3. Daher sind Leistungen, die von einer Pensionskasse gewährt werden, beitragsrechtlich stets Bezüge der bAV. Unerheblich für diese Zuordnung ist insoweit, ob es sich bei der leistenden Institution um eine „regulierte“ oder eine „deregulierte“ Pensionskasse handelt. Ebenso wenig ist von Bedeutung, ob dabei Leistungen in Rede stehen, die auf eigenen Beiträgen des Versicherten beruhen.
4. Die obersten Richter äußern sich auch deutlich zu den Unterschieden dieses Falles zum Urteil des BVerfG zur privaten Fortführung von Direktversicherungen: Die Rechtsprechung des BVerfG gilt nicht für Pensionskassen. Das BVerfG hat die vom BSG vorgenommene institutionelle Abgrenzung ausdrücklich als ein verfassungsrechtlich unbedenkliches handhabbares Kriterium gebilligt, das kein Verstoß gegen das Gleichbehandlungsgebot gemäß Art. 3 Abs. 1 GG darstellt. Die Ausnahme für Leistungen aus einer vom Arbeitnehmer als Versicherungsnehmer fortgeführten Direktversicherung ist auf die Leistungen einer Pensionskasse nicht übertragbar.

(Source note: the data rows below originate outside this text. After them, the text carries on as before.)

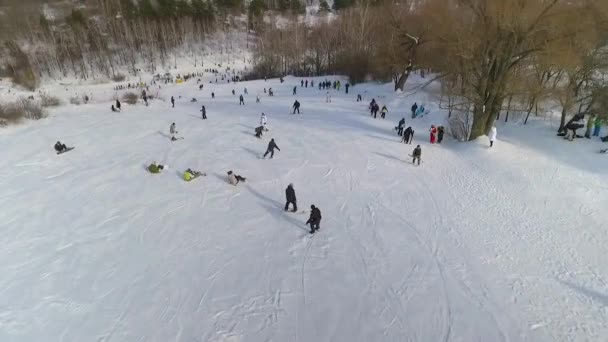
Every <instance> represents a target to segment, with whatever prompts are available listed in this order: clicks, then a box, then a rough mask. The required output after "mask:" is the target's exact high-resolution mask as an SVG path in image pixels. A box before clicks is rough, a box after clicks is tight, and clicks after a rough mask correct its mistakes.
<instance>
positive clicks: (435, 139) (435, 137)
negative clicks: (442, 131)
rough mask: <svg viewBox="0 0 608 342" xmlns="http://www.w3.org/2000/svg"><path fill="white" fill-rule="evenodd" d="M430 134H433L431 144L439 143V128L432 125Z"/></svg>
mask: <svg viewBox="0 0 608 342" xmlns="http://www.w3.org/2000/svg"><path fill="white" fill-rule="evenodd" d="M429 132H430V133H431V136H430V139H431V144H434V143H435V141H437V127H435V125H431V129H429Z"/></svg>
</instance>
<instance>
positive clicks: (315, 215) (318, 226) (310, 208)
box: [306, 204, 321, 234]
mask: <svg viewBox="0 0 608 342" xmlns="http://www.w3.org/2000/svg"><path fill="white" fill-rule="evenodd" d="M306 224H310V234H314V233H315V232H316V231H317V230H319V229H321V227H320V226H319V225H320V224H321V210H319V208H317V207H315V205H314V204H313V205H311V206H310V217H309V218H308V221H306Z"/></svg>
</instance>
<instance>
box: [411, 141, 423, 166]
mask: <svg viewBox="0 0 608 342" xmlns="http://www.w3.org/2000/svg"><path fill="white" fill-rule="evenodd" d="M412 157H413V158H414V159H412V164H415V163H416V160H418V165H420V157H422V149H421V148H420V145H418V146H416V148H415V149H414V152H412Z"/></svg>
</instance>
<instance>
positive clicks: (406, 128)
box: [402, 126, 414, 144]
mask: <svg viewBox="0 0 608 342" xmlns="http://www.w3.org/2000/svg"><path fill="white" fill-rule="evenodd" d="M413 139H414V130H413V129H412V126H409V127H408V128H406V129H405V131H404V132H403V140H402V142H403V143H404V144H411V143H412V140H413Z"/></svg>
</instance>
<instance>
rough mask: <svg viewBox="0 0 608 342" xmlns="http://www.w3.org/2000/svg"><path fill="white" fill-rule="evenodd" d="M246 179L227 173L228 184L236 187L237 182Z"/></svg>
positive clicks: (239, 176)
mask: <svg viewBox="0 0 608 342" xmlns="http://www.w3.org/2000/svg"><path fill="white" fill-rule="evenodd" d="M245 180H246V178H245V177H241V176H239V175H235V174H234V173H233V172H232V170H231V171H228V183H230V184H232V185H234V186H236V185H237V184H239V182H245Z"/></svg>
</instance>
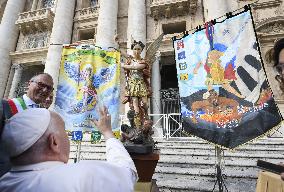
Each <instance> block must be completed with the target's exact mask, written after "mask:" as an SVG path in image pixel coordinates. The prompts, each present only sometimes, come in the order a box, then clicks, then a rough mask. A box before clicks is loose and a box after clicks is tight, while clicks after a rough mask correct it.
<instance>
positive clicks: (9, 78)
mask: <svg viewBox="0 0 284 192" xmlns="http://www.w3.org/2000/svg"><path fill="white" fill-rule="evenodd" d="M14 74H15V68H14V65H12V66H11V67H10V72H9V77H8V80H7V83H6V89H5V93H4V98H8V97H9V93H10V89H11V86H12V82H13V78H14Z"/></svg>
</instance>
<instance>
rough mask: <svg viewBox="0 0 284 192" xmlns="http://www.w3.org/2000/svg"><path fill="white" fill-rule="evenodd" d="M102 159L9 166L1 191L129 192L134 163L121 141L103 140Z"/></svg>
mask: <svg viewBox="0 0 284 192" xmlns="http://www.w3.org/2000/svg"><path fill="white" fill-rule="evenodd" d="M106 157H107V162H105V161H80V162H79V163H75V164H64V163H63V162H59V161H48V162H42V163H37V164H32V165H26V166H15V167H12V169H11V171H10V172H8V173H7V174H5V175H4V176H3V177H1V178H0V191H1V192H11V191H13V192H17V191H21V192H22V191H23V192H75V191H76V192H132V191H134V184H135V183H136V181H137V171H136V168H135V165H134V163H133V161H132V159H131V157H130V156H129V154H128V152H127V151H126V150H125V148H124V146H123V145H122V143H121V142H120V141H118V140H117V139H114V138H110V139H108V140H107V141H106Z"/></svg>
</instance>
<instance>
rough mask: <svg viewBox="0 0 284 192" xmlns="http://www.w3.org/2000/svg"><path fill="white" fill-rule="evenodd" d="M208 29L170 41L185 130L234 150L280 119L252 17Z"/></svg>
mask: <svg viewBox="0 0 284 192" xmlns="http://www.w3.org/2000/svg"><path fill="white" fill-rule="evenodd" d="M210 27H211V28H210ZM210 27H208V25H205V29H202V30H199V31H196V32H195V33H193V34H188V35H186V36H184V37H183V38H180V39H175V40H174V45H175V54H176V55H175V60H176V67H177V73H178V81H179V82H178V83H179V93H180V98H181V115H182V122H183V129H184V133H186V132H188V133H189V134H191V135H192V134H193V135H196V136H198V137H201V138H203V139H205V140H207V141H210V142H212V143H215V144H217V145H221V146H224V147H226V148H235V147H236V146H238V145H241V144H244V143H246V142H247V141H249V140H252V139H254V138H256V137H259V136H260V135H263V134H265V133H266V132H268V131H270V130H272V129H273V128H274V127H275V128H277V127H278V126H279V123H280V122H281V121H282V117H281V115H280V114H279V113H278V110H277V106H276V104H275V102H274V99H273V97H272V92H271V89H270V87H269V85H268V82H267V80H266V77H265V71H264V69H263V67H262V62H261V57H260V53H259V49H258V44H257V40H256V37H255V33H254V27H253V24H252V19H251V15H250V13H248V12H244V13H242V14H238V15H236V16H234V17H232V18H229V19H225V20H224V21H223V22H220V23H219V22H218V23H216V24H214V26H212V24H210ZM209 28H210V30H209ZM210 31H211V33H210V34H208V33H209V32H210ZM278 68H279V69H280V68H281V67H280V66H279V67H278ZM279 71H281V70H279Z"/></svg>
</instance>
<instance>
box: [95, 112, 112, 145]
mask: <svg viewBox="0 0 284 192" xmlns="http://www.w3.org/2000/svg"><path fill="white" fill-rule="evenodd" d="M99 113H100V119H99V120H93V122H94V123H95V125H96V126H97V128H98V130H99V131H100V132H101V134H102V135H103V136H104V138H105V140H107V139H109V138H113V137H114V135H113V133H112V130H111V116H110V114H109V113H108V110H107V108H106V107H103V108H100V109H99Z"/></svg>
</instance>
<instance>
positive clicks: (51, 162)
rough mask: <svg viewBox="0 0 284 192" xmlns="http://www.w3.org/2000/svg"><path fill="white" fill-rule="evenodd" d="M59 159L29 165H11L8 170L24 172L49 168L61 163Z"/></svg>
mask: <svg viewBox="0 0 284 192" xmlns="http://www.w3.org/2000/svg"><path fill="white" fill-rule="evenodd" d="M63 164H64V163H63V162H61V161H45V162H41V163H35V164H30V165H22V166H12V168H11V170H10V172H26V171H40V170H44V169H50V168H52V167H55V166H59V165H63Z"/></svg>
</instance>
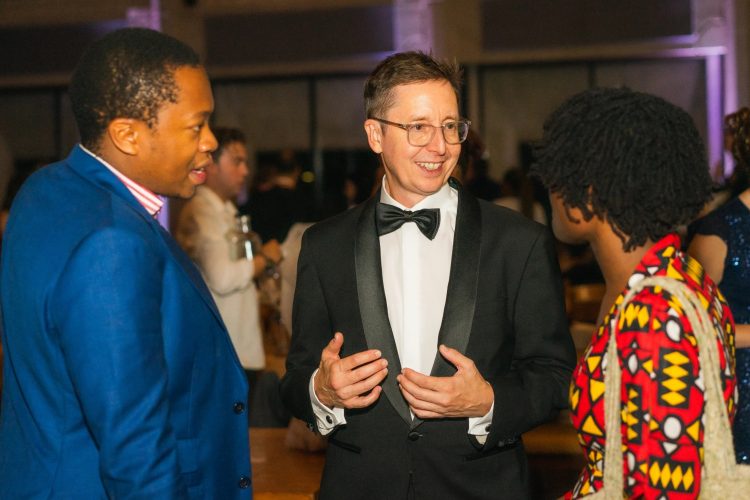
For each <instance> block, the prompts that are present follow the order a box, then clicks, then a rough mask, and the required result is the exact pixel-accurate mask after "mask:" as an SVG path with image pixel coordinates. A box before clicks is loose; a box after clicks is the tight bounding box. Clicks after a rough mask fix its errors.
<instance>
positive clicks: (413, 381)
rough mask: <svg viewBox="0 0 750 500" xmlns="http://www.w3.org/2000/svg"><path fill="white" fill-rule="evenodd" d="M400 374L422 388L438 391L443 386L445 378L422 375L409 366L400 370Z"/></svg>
mask: <svg viewBox="0 0 750 500" xmlns="http://www.w3.org/2000/svg"><path fill="white" fill-rule="evenodd" d="M401 376H402V377H403V378H405V379H406V380H408V381H409V382H411V383H412V384H414V385H415V386H417V387H421V388H422V389H427V390H430V391H440V390H444V388H445V379H444V378H443V377H430V376H429V375H423V374H421V373H419V372H417V371H414V370H412V369H411V368H404V369H403V371H402V372H401Z"/></svg>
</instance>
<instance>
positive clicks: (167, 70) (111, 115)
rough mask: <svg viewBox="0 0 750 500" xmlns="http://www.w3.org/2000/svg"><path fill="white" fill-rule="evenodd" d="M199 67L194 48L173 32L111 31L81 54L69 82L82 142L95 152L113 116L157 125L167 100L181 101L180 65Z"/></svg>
mask: <svg viewBox="0 0 750 500" xmlns="http://www.w3.org/2000/svg"><path fill="white" fill-rule="evenodd" d="M183 66H190V67H198V66H200V60H199V58H198V55H197V54H196V53H195V51H194V50H193V49H191V48H190V47H189V46H187V45H186V44H184V43H183V42H181V41H179V40H177V39H176V38H173V37H171V36H168V35H165V34H163V33H159V32H158V31H153V30H149V29H144V28H124V29H120V30H117V31H113V32H112V33H109V34H107V35H105V36H104V37H102V38H100V39H99V40H97V41H96V42H94V43H93V44H92V45H91V46H90V47H89V48H88V49H87V50H86V52H84V54H83V56H82V57H81V59H80V61H79V62H78V65H77V66H76V69H75V71H74V72H73V77H72V79H71V82H70V89H69V90H70V101H71V104H72V106H73V114H74V115H75V119H76V124H77V125H78V132H79V133H80V135H81V144H83V145H84V146H85V147H86V148H88V149H90V150H92V151H94V152H97V151H98V149H99V147H100V143H101V139H102V137H103V135H104V133H105V131H106V129H107V126H108V125H109V123H110V122H111V121H112V120H114V119H115V118H134V119H137V120H143V121H144V122H146V123H147V124H148V126H149V127H153V126H154V125H155V124H156V119H157V114H158V112H159V109H160V108H161V107H162V105H163V104H164V103H165V102H176V101H177V86H176V83H175V79H174V72H175V70H176V69H178V68H180V67H183Z"/></svg>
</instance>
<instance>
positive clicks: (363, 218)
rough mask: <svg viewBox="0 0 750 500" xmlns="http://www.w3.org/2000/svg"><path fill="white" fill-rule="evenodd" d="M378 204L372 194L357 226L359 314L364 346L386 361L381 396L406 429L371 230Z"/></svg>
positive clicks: (400, 361) (406, 418)
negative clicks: (387, 402) (376, 209)
mask: <svg viewBox="0 0 750 500" xmlns="http://www.w3.org/2000/svg"><path fill="white" fill-rule="evenodd" d="M379 200H380V195H379V194H376V195H375V196H373V197H371V198H370V199H369V200H368V201H367V202H366V205H365V207H364V209H363V210H362V213H361V214H360V217H359V221H358V223H357V234H356V240H355V248H354V260H355V262H354V264H355V269H356V272H357V297H358V300H359V311H360V315H361V317H362V328H363V330H364V333H365V339H366V340H367V346H368V347H369V348H370V349H379V350H380V352H381V353H382V355H383V357H384V358H385V359H386V360H388V372H389V373H388V376H387V377H386V378H385V380H384V381H383V392H384V393H385V395H386V397H387V398H388V401H390V403H391V405H392V406H393V408H394V409H395V410H396V412H397V413H398V414H399V415H400V416H401V418H403V419H404V421H405V422H406V423H407V424H408V425H412V419H411V415H410V413H409V406H408V405H407V404H406V400H405V399H404V397H403V396H402V395H401V390H400V389H399V388H398V383H397V382H396V375H397V374H398V373H401V361H400V360H399V358H398V350H397V349H396V342H395V341H394V339H393V331H392V330H391V324H390V322H389V321H388V306H387V304H386V300H385V289H384V288H383V272H382V269H381V266H380V240H379V238H378V234H377V231H376V229H375V206H376V205H377V203H378V201H379Z"/></svg>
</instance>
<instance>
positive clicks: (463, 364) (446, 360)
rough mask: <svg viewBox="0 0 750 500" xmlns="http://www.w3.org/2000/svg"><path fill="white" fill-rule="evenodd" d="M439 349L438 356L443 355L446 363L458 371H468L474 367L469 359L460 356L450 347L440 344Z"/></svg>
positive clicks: (445, 345) (458, 353)
mask: <svg viewBox="0 0 750 500" xmlns="http://www.w3.org/2000/svg"><path fill="white" fill-rule="evenodd" d="M439 349H440V354H442V355H443V357H444V358H445V359H446V361H448V362H449V363H450V364H452V365H453V366H455V367H456V368H458V369H459V370H461V369H464V370H465V369H469V368H471V367H473V365H474V362H473V361H472V360H471V359H470V358H467V357H466V356H464V355H463V354H461V353H460V352H459V351H457V350H455V349H453V348H451V347H448V346H447V345H445V344H441V345H440V347H439Z"/></svg>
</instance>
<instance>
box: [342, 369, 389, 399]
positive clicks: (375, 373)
mask: <svg viewBox="0 0 750 500" xmlns="http://www.w3.org/2000/svg"><path fill="white" fill-rule="evenodd" d="M386 375H388V368H383V369H380V370H378V371H377V372H375V373H373V374H372V375H370V376H369V377H367V378H366V379H363V380H360V381H357V382H355V383H353V384H350V385H347V386H346V387H342V388H341V389H339V390H338V391H336V394H337V395H338V397H339V398H340V399H342V400H346V399H351V398H354V397H357V396H360V395H362V394H364V393H366V392H369V391H371V390H372V389H373V388H375V387H376V386H377V385H378V384H380V382H382V381H383V379H384V378H385V377H386Z"/></svg>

Entscheidend dafür ist, dass der institutionelle Rahmen des Betriebsrentenrechts im „Durchführungsweg Pensionskasse“ nie völlig verlassen wird. Pensionskassen sind – anders als Kapital- bzw. Lebensversicherungsunternehmen – in ihren Aktivitäten von vornherein auf den Zweck Durchführung der bAV beschränkt. Daher sind auch Leistungen aufgrund besonderer Vertragsgestaltungen – wie hier der „freiwilligen Zusatzversicherung“ des Klägers – als Versorgungsbezug beitragspflichtig, solange sie von einer Pensionskasse erbracht werden. Ein Verstoß gegen Art. 3 Abs. 1 GG kommt schließlich umso weniger in Betracht, als die Fortsetzung des Versicherungsverhältnisses bei einer Pensionskasse als spezieller Einrichtung der
bAV auf der autonomen Entscheidung des Klägers beruhte, seine Altersvorsorge in einer bestimmten Art und Weise zu gestalten.
Praxistipp:
Es ist damit zu rechnen, dass die Verfahren bis zum BVerfG hochgetrieben werden.